An emphasis on a team effort was the dominant theme during a Thursday roundtable hosted by state Rep. Holly Raschein (R-Key Largo) to discuss future Keys water-quality improvement projects.

Raschein called it all but a foregone conclusion that voters in November will approve the Florida Water and Land Conservation Initiative, Amendment 1 to the state Constitution.

"It's going to happen and I happen to think that amendment describes my entire district. Is there a way to get a piece of that pie?" Rashein asked the various local officials that gathered for the confab at the Marathon Government Center.

Amendment 1 would set aside one-third of documentary stamp revenue, raised through land sales, to state efforts to acquire and protect sensitive land and waterways. It's expected to raise as much as $10 billion during the next 20 years.

Raschein gathered the Keys officials to take input about how they should pursue Amendment 1 funding and what projects are most important to them. On hand were representatives from Monroe County, Marathon, Key West, Islamorada, Key Colony Beach, the Florida Keys Aqueduct Authority and the Key Largo Wastewater Treatment District.

The answers were varied, but included the following projects or concerns:

-- Potable water supply and water reuse.

-- Stormwater projects.

-- Sea-level rise and possible saltwater intrusion of sewer systems.

-- Canal restoration.

-- Paying down debt from existing wastewater and stormwater projects.

In addition, the group discussed the possibility of amending language to the existing so-called Mayfield grant that authorized $200 million in state funding for Keys sewer projects. So far, $100 million, including $50 million this year, has been doled out.

But Raschein has been clear she prefers not to go after another $50 million in the 2015 state legislative session. She's said it was a large ask and that she wants to address other priorities.

"We need to get the Mayfield language amended, allow it to be used for other things and that's what we need to talk about,” Monroe County Administrator Roman Gastesi said.

Marathon Mayor Dick Ramsay, among others, urged the group to show the same "unity" it did in lobbying the state for the first $100 million in Mayfield funding.

"I'm not sure we're going to come to specifics today, but that's my input. We have got to work as a team," he said.
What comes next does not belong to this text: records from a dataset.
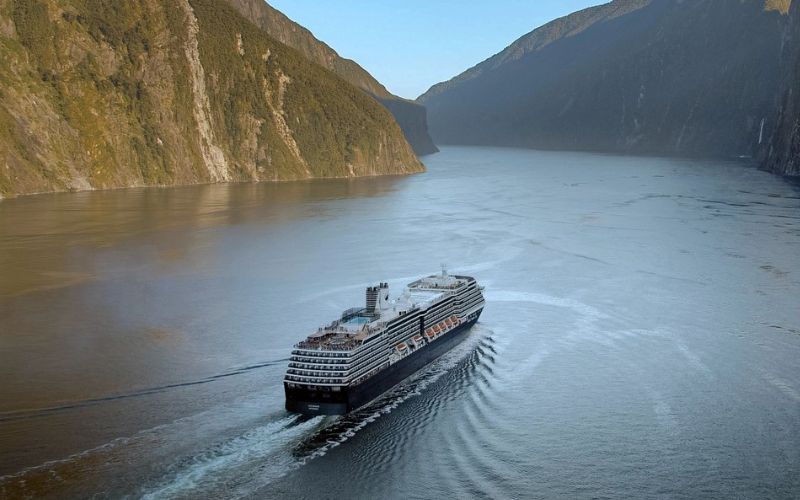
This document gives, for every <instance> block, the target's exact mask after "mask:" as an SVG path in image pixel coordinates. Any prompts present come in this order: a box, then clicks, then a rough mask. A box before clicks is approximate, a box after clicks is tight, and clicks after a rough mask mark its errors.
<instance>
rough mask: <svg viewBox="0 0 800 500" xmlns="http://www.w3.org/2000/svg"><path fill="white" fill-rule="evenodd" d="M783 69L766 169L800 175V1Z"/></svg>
mask: <svg viewBox="0 0 800 500" xmlns="http://www.w3.org/2000/svg"><path fill="white" fill-rule="evenodd" d="M782 68H783V70H784V75H783V81H782V86H781V93H780V96H779V98H778V99H777V102H778V104H777V106H776V108H777V109H776V112H775V120H776V121H777V123H778V126H777V127H776V129H775V133H774V134H773V135H772V138H771V139H770V141H769V145H768V146H767V147H766V148H765V151H764V153H763V154H764V168H766V169H767V170H769V171H771V172H775V173H777V174H782V175H792V176H800V2H794V4H793V5H792V7H791V11H790V16H789V26H788V27H787V30H786V38H785V40H784V53H783V59H782Z"/></svg>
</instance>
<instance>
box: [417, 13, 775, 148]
mask: <svg viewBox="0 0 800 500" xmlns="http://www.w3.org/2000/svg"><path fill="white" fill-rule="evenodd" d="M787 7H788V1H786V0H770V1H769V2H767V3H765V0H742V1H736V2H733V1H730V0H693V1H691V2H689V1H683V0H615V1H613V2H610V3H608V4H605V5H601V6H598V7H593V8H590V9H586V10H584V11H580V12H577V13H575V14H572V15H570V16H567V17H566V18H563V19H559V20H556V21H554V22H552V23H549V24H547V25H545V26H543V27H541V28H539V29H537V30H535V31H533V32H531V33H529V34H528V35H526V36H524V37H522V38H521V39H519V40H517V41H516V42H514V43H513V44H512V45H511V46H509V47H508V48H507V49H505V50H504V51H502V52H501V53H499V54H498V55H496V56H494V57H492V58H490V59H489V60H487V61H485V62H483V63H481V64H479V65H477V66H476V67H474V68H472V69H470V70H468V71H467V72H465V73H464V74H462V75H459V76H457V77H456V78H454V79H452V80H451V81H449V82H445V83H443V84H439V85H436V86H434V87H432V88H431V89H430V90H429V91H428V92H426V93H425V94H424V95H422V96H420V98H419V101H420V102H422V103H424V104H425V105H426V106H427V108H428V116H429V124H430V127H431V133H432V135H433V138H434V140H435V141H436V142H437V143H439V144H483V145H502V146H517V147H532V148H548V149H549V148H553V149H576V150H593V151H613V152H626V153H640V154H664V155H686V156H720V157H732V156H739V155H753V154H755V153H756V152H757V151H758V149H759V141H762V142H763V140H764V138H765V137H768V134H769V132H770V131H771V130H772V128H773V127H774V126H775V123H774V121H771V120H770V119H769V117H770V116H771V112H770V110H771V109H772V107H773V106H774V96H775V94H776V92H777V88H778V86H779V81H780V65H779V57H780V47H781V37H782V32H783V29H784V26H785V24H786V16H785V15H784V14H783V12H785V10H786V8H787ZM762 123H763V133H762Z"/></svg>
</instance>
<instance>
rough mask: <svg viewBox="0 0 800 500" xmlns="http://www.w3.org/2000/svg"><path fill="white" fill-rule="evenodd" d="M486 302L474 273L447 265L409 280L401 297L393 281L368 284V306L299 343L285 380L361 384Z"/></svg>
mask: <svg viewBox="0 0 800 500" xmlns="http://www.w3.org/2000/svg"><path fill="white" fill-rule="evenodd" d="M483 306H484V299H483V294H482V293H481V287H479V286H478V284H477V282H476V281H475V279H474V278H471V277H467V276H451V275H449V274H447V272H446V271H445V270H443V271H442V273H441V274H438V275H433V276H428V277H426V278H422V279H419V280H417V281H414V282H413V283H409V284H408V285H407V287H406V288H405V289H404V290H403V292H402V293H401V294H400V295H399V296H397V297H396V298H392V297H391V295H390V293H389V284H388V283H381V284H379V285H378V286H372V287H368V288H367V291H366V307H363V308H353V309H348V310H347V311H345V312H344V313H343V314H342V316H341V318H339V319H338V320H336V321H334V322H333V323H331V324H330V325H327V326H325V327H322V328H320V329H319V330H318V331H317V332H315V333H313V334H311V335H309V336H308V338H306V339H305V340H303V341H302V342H299V343H298V344H296V345H295V347H294V349H293V350H292V356H291V358H290V361H289V369H288V371H287V373H286V378H285V379H284V381H285V382H286V384H287V385H288V386H289V387H290V388H291V387H303V386H305V387H308V388H309V389H313V388H320V389H322V388H324V389H325V390H328V391H340V390H342V388H344V387H346V386H354V385H357V384H360V383H362V382H364V381H366V380H367V379H369V378H370V377H372V376H374V375H376V374H377V373H378V372H380V371H381V370H383V369H386V368H388V367H389V366H391V365H392V364H394V363H396V362H398V361H400V360H402V359H403V358H404V357H406V356H409V355H411V354H412V353H414V352H416V351H417V350H420V349H424V348H425V347H426V345H427V344H430V343H432V342H436V341H437V340H438V339H439V338H441V337H443V336H444V335H446V334H447V333H448V332H449V331H451V330H453V329H455V328H457V327H458V326H459V325H461V324H462V323H466V322H469V321H471V320H472V321H474V319H475V318H476V317H477V315H478V314H480V311H481V310H482V308H483Z"/></svg>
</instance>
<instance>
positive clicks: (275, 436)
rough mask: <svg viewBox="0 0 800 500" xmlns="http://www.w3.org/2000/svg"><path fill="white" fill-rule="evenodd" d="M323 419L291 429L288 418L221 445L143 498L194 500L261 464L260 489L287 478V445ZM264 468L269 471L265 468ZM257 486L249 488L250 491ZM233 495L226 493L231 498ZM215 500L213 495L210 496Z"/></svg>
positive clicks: (144, 496) (172, 477) (163, 483)
mask: <svg viewBox="0 0 800 500" xmlns="http://www.w3.org/2000/svg"><path fill="white" fill-rule="evenodd" d="M322 419H323V417H316V418H314V419H311V420H308V421H306V422H303V423H302V424H298V425H295V426H291V425H290V424H292V423H293V422H294V421H295V420H296V417H294V416H289V417H285V418H283V419H281V420H278V421H276V422H270V423H268V424H266V425H263V426H260V427H257V428H255V429H252V430H250V431H248V432H246V433H244V434H243V435H241V436H238V437H236V438H234V439H231V440H229V441H227V442H225V443H223V444H222V445H219V446H216V447H213V448H211V449H208V450H206V451H205V452H203V453H201V454H198V455H195V456H194V457H192V458H191V459H190V461H189V464H188V465H180V466H178V467H177V469H178V470H177V471H176V472H175V473H173V474H172V476H171V477H169V478H168V479H167V480H166V481H164V482H162V483H161V484H160V485H158V486H156V487H155V488H151V489H149V490H147V491H145V492H144V493H143V494H142V498H147V499H156V498H174V497H182V496H186V497H193V496H195V495H194V494H193V493H196V492H201V493H203V494H208V493H212V492H213V491H214V490H213V488H214V486H215V485H216V484H220V483H224V482H225V481H226V479H227V478H229V477H230V476H231V475H234V476H235V475H236V473H237V472H239V471H240V469H241V468H242V467H243V466H246V465H248V464H253V463H256V462H257V463H258V464H259V465H261V467H259V468H257V471H258V478H257V479H258V482H259V483H260V484H259V485H258V486H263V485H265V484H267V483H269V482H270V481H272V480H274V479H276V478H278V477H280V476H282V475H284V474H286V473H287V472H289V470H291V468H292V466H293V462H294V459H293V458H292V457H291V454H290V453H287V452H286V451H287V450H286V448H287V447H288V445H289V444H290V443H291V442H292V441H293V440H295V439H297V438H298V437H300V436H302V435H303V434H305V433H306V432H308V431H309V430H310V429H312V428H313V427H314V426H316V425H318V424H319V423H320V422H321V421H322ZM265 464H268V465H270V467H264V465H265ZM253 486H254V485H252V484H250V485H249V486H248V488H252V487H253ZM230 493H231V492H226V495H229V494H230ZM211 496H213V494H212V495H211Z"/></svg>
County Commissioner Heather Carruthers said it's important to hammer home to state officials the "value we bring to the entire state" in terms of tourism.

"Our functional population is twice what our permanent population is," she said. "Investing in water quality here is more important in some ways than anywhere else. We need to make that argument as forcefully as possible."

The group agreed to discuss how to approach funding at a future meeting, once all the stakeholders have a chance to evaluate the others' priorities.